La critique de la Raison ou des grands récits est trop générale et trop partagée pour constituer un programme en soi. La véritable position qui est visée et critiquée derrière ces concepts est bien l’universalisme comme affirmation d’une vérité dont l’essence serait immuable et indépendante des conditions de son application.

1.3 Le rejet de l’objectivisme ne doit pas céder la place au relativisme (ou au nihilisme)

Si l’on doit reconnaître une certaine légitimité à se méfier de la vérité quand celle-ci est essentialisée et universalisée il ne faut pas tomber dans le rejet de toute prétention à la vérité. D’un côté nous avons une position raisonnable de critique du dogmatisme, de l’autre nous nous trouvons face à une position épistémique très forte selon laquelle nous ne pourrions jamais atteindre de vérité. Le rejet de la vérité objective absolue universelle va pousser les postmodernes à l’interprétation. Notamment inspirées par Foucault les postmodernes rejettent toute prétention à la Vérité. Qu’est-ce que cela veut dire ? Que tout n’est qu’interprétation. Sauf que si les signes doivent être interprétés et dépendent donc d’un contexte, l’interprétation ne peut être infinie. L’idée d’interprétation loin de s’abstenir d’une prétention à la vérité ne repose-t-elle pas sur la nécessité d’interroger le contexte pour dévoiler une vérité cachée ?

S’il semble nécessaire d’abandonner la prétention à ce qui serait une vérité objective qui trouverait sa source dans les pures lois de la raison, il ne faut pas sombrer dans le relativisme total. Mais il s’agira de montrer que si la vérité n’est jamais universelle et construite, la prétention à l’objectivité peut se résoudre dans la multiplication des points de vues situés : l’objectivité serait une somme critique de subjectivités. Là encore il s’agit de trouver un équilibre : comment rendre compte des expériences de chacun⋅e et envisager de les confronter si toutes se valent ? Dire avec les postmodernes qu’il n’y a pas de vérité, n’est-ce pas affirmer que les antagonismes de classes ne seraient que des points de vue ? Malheureusement (et heureusement d’un point de vue intellectuel) la sociologie statistique et clinique nous montrent que la domination n’est pas que mentale.

Dépasser les catégories ?

Selon les postmodernes il faut abandonner les catégories, les hiérarchies de valeurs et les oppositions traditionnelles telles que le bien et le mal, l’homme et la femme, la culture et la nature, etc… sous prétexte que tout est construit. En interprétant l’idée de Foucault que « l’Homme est mort » il s’agirait d’arrêter de penser dans des catégories cloisonnées avec d’un côté la nature et de l’autre la culture, d’un côté l’Homme et de l’autre l’animal, etc. Si l’on doit concéder la nécessité de penser la porosité des oppositions et les liens qui établissent celles-ci, je vois mal comment nous passer des catégories, des représentations qui gouvernement actuellement la société et les luttes politiques pour envisager une critique recevable. C’est pourtant ce que propose Judith Butler (1990) dans sa critique du sujet politique des « femmes » dont l’effet serait de réifier et d’essentialiser ce qu’on cherche à déconstruire. Ce qui semble paradoxal là est bien l’enjeu de ma problématique : comment espérer renverser les normes à l’intérieur du cadre qu’elles déterminent et qui les détermine ?

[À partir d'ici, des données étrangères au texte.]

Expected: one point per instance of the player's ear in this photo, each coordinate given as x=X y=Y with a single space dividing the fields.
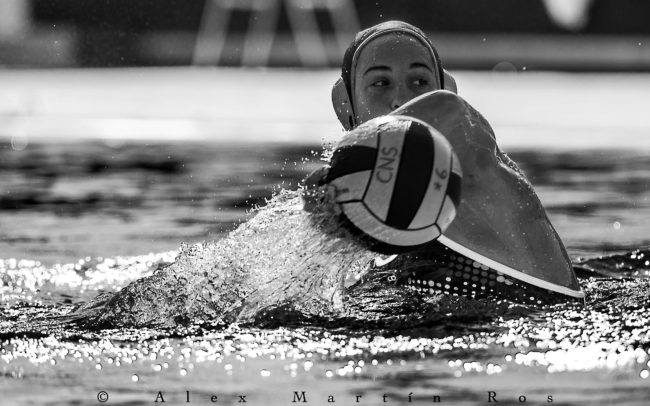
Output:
x=342 y=105
x=450 y=82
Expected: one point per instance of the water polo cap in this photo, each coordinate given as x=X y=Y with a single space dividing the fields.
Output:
x=342 y=90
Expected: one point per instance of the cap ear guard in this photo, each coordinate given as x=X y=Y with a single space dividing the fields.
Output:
x=342 y=105
x=449 y=82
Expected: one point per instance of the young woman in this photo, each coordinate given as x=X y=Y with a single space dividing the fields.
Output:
x=384 y=67
x=501 y=241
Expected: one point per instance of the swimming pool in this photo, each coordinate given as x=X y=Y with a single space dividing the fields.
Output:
x=84 y=213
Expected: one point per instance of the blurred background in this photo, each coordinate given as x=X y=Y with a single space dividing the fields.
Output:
x=128 y=126
x=470 y=34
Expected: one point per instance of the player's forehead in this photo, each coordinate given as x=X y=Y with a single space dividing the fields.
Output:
x=390 y=50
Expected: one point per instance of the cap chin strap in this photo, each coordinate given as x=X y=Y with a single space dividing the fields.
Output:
x=343 y=106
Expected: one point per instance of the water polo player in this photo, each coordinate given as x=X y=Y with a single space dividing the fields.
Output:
x=501 y=240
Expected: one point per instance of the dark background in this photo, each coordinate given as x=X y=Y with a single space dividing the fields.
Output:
x=470 y=34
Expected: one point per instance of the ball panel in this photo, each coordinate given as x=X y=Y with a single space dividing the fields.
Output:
x=382 y=182
x=431 y=204
x=361 y=217
x=455 y=181
x=351 y=187
x=447 y=213
x=413 y=176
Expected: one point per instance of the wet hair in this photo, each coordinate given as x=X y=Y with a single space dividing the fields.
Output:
x=362 y=38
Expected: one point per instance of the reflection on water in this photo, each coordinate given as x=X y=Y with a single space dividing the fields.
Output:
x=113 y=201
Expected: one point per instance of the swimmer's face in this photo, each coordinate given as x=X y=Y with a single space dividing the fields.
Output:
x=391 y=70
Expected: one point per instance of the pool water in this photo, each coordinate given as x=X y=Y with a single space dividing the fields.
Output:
x=82 y=220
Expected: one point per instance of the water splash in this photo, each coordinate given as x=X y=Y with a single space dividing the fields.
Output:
x=284 y=258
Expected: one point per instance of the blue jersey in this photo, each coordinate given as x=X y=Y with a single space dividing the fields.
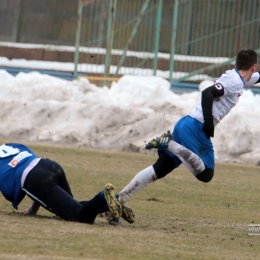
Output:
x=14 y=158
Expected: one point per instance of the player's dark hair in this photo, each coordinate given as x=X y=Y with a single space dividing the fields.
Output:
x=246 y=59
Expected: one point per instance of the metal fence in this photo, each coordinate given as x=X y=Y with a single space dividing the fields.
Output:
x=181 y=40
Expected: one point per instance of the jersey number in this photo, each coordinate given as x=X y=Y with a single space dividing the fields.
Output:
x=6 y=150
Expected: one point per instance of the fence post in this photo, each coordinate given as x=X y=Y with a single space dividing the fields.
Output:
x=157 y=36
x=77 y=41
x=130 y=39
x=110 y=36
x=174 y=34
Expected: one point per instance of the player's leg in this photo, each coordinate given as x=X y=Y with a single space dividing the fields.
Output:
x=191 y=146
x=164 y=165
x=42 y=185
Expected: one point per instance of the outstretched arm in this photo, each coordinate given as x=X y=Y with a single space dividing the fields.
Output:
x=207 y=99
x=253 y=80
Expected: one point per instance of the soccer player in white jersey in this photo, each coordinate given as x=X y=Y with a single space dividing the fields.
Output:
x=190 y=141
x=23 y=172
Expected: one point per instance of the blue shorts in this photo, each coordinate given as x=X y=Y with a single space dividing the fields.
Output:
x=188 y=132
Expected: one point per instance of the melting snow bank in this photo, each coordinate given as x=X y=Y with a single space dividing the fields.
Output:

Or ce n’est pas parce que la plupart voire la totalité des catégories qui nous servent à saisir la réalité sont construites qu’elles ne sont pas réelles, ou qu’elles n’ont aucune valeur de vérité. Ce serait trop facile de les abandonner en prétendant ainsi leur ôter tout pouvoir social. Le genre, l’humanité sont des vérités puisqu’elles ont des effets dans notre société. C’est ainsi qu’il faut entendre le rapport que tisse Foucault entre vérité et pouvoir. Cette vérité paraît certes contingente mais cela ne suffit pas à lui enlever son existence dans un contexte donné. Le critère d’évaluation que fournit Butler semble théorique. Un critère pratique serait de nous questionner sur la nécessité de recourir aux catégories qu’on veut visibiliser pour les déconstruire : le genre, l’animalité. La question se reformule alors ainsi : comment changer une chose dont on a pas conscience ? Peut-on renverser une norme sans la révéler ?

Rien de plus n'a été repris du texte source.